--

Le Vatican : une nation d’immigrés

Dans un rapport sur l’immigration de la Commission mondiale sur les migrations internationales (« Les migrations dans un monde interconnecté. Nouvelles perspectives d’action », octobre 2005, consultable sur www.gcim.org), tout à fait intéressant au demeurant, comme j’ai mauvais esprit, je ne peux pas m’empêcher de relever la phrase suivante : « Les migrants constituent plus de 60 % de la population totale en Andorre, dans la Région administrative spéciale de Macao, à Guam, au Saint-Siège, à Monaco, au Qatar et dans les Émirats Arabes Unis ».

Cette phrase ferait mieux de figurer dans le Livre des records ou comme question au Jeu des mille euros, qu’ici. Sans avoir fait d’enquête ni de recensement, je peux affirmer qu’au Vatican les migrants doivent même approcher les 100 %, puisqu’à ma connaissance il n’y a là que des gens venus d’ailleurs, personne (sauf accident) n’étant né sur place. Par ailleurs, comme la plupart des Vaticanais viennent d’Italie, voire de Rome, la migration en question ne relève guère de cette transplantation souvent dramatique dont le rapport en question veut rendre compte.

Ceci montre que la notion de migrant est aussi à prendre avec des pincettes. Bien que concept démographique, science humaine où les définitions sont bien plus simples que dans d’autres, c’est quand même plus compliqué qu’une naissance ou un décès. En effet, un migrant c’est quelqu’un qui transporte sa demeure d’un endroit à un autre. Mais les endroits en question peuvent être définis de façon plus ou moins précise, ce qui conduit à plus ou moins de migrations. Ainsi, en France, on aura beaucoup plus de migrants internes si le point de départ et d’arrivée est la commune (encore plus si c’est le logement), que si c’est le département ou la région. Dans le cas qui nous occupe, il s’agit des migrations internationales, de pays à pays, ou plutôt externes, c’est-à-dire aussi à partir et vers des territoires appartenant à un pays mais séparé de celui-ci, car il est difficile de considérer comme migration interne celle d’un Néo-Calédonien qui va habiter en France métropolitaine.

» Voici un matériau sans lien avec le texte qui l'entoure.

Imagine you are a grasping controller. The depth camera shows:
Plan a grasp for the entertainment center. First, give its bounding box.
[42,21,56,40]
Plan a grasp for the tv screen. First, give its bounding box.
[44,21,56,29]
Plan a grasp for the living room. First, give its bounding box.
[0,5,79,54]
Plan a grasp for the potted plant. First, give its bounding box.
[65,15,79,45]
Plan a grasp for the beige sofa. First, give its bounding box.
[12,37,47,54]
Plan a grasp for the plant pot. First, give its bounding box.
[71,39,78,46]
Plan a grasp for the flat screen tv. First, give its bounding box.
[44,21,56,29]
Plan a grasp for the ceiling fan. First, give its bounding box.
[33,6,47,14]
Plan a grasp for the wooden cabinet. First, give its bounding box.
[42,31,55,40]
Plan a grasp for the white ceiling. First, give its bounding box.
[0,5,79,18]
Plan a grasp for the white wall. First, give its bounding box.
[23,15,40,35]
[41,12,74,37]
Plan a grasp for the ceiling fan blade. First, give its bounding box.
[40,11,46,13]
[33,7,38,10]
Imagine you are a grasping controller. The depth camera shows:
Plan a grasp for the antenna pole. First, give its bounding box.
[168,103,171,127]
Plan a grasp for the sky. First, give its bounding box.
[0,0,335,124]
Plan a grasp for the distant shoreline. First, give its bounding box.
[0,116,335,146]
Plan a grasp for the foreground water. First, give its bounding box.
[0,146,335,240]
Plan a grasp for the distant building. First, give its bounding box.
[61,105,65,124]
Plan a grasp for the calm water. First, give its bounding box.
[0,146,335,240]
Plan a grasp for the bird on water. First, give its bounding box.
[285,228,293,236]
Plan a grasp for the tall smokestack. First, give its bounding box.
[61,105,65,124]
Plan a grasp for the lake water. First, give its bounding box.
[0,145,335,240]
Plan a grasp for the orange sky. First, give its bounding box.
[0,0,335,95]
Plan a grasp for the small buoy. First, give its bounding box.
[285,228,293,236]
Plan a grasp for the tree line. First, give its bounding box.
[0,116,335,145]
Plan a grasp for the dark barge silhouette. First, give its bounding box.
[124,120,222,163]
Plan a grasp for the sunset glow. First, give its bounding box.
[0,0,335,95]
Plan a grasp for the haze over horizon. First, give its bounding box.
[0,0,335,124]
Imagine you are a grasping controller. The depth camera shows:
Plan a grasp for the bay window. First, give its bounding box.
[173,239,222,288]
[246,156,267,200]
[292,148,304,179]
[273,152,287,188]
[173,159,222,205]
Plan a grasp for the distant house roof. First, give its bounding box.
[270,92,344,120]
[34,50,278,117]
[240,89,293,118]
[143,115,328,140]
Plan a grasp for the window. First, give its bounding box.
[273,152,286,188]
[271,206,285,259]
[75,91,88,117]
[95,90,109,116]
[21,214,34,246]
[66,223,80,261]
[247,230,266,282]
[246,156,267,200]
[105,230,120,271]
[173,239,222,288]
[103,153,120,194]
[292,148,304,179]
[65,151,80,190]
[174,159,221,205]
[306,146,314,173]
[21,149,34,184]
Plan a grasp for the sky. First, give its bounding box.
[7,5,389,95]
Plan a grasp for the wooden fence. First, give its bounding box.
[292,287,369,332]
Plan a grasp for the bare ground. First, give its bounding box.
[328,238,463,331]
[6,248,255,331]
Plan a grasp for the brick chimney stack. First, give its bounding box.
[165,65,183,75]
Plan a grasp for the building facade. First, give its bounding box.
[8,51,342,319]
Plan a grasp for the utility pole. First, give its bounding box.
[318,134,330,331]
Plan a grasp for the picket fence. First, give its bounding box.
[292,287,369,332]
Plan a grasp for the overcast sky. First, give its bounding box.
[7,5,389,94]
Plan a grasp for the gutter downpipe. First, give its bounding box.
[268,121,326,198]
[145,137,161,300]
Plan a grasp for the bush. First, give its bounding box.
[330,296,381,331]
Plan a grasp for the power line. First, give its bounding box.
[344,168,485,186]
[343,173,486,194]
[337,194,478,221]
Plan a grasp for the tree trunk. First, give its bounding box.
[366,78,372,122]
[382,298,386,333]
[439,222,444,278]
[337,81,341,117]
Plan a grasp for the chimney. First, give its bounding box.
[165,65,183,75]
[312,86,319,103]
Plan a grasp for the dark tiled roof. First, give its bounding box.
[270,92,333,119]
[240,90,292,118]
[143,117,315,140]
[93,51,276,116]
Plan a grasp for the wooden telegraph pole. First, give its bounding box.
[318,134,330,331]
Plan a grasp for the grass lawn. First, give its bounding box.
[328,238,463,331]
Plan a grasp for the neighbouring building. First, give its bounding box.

Ce qui complique encore les choses et conditionne également le nombre de migrants, ce sont les changements de statuts des pays et des territoires. Ainsi le rapport en question fait état de fortes immigrations externes en Russie. Mais une grande partie de celles-ci proviennent des autres pays de la CEI : elles auraient été considérées comme de simples migrations internes - domestiques, comme on dit dans le langage snob de l’aéronautique - du temps de l’URSS. En sens inverse, il est probable que dans un certain nombre d’années, les migrations entre pays de l’Union européenne seront considérées comme des migrations internes.

Petite devinette pour finir. Un ancêtre à moi qui a vécu en France sans y être né, n’y a pourtant jamais immigré. Comment est-ce possible ? Réponse au prochain numéro.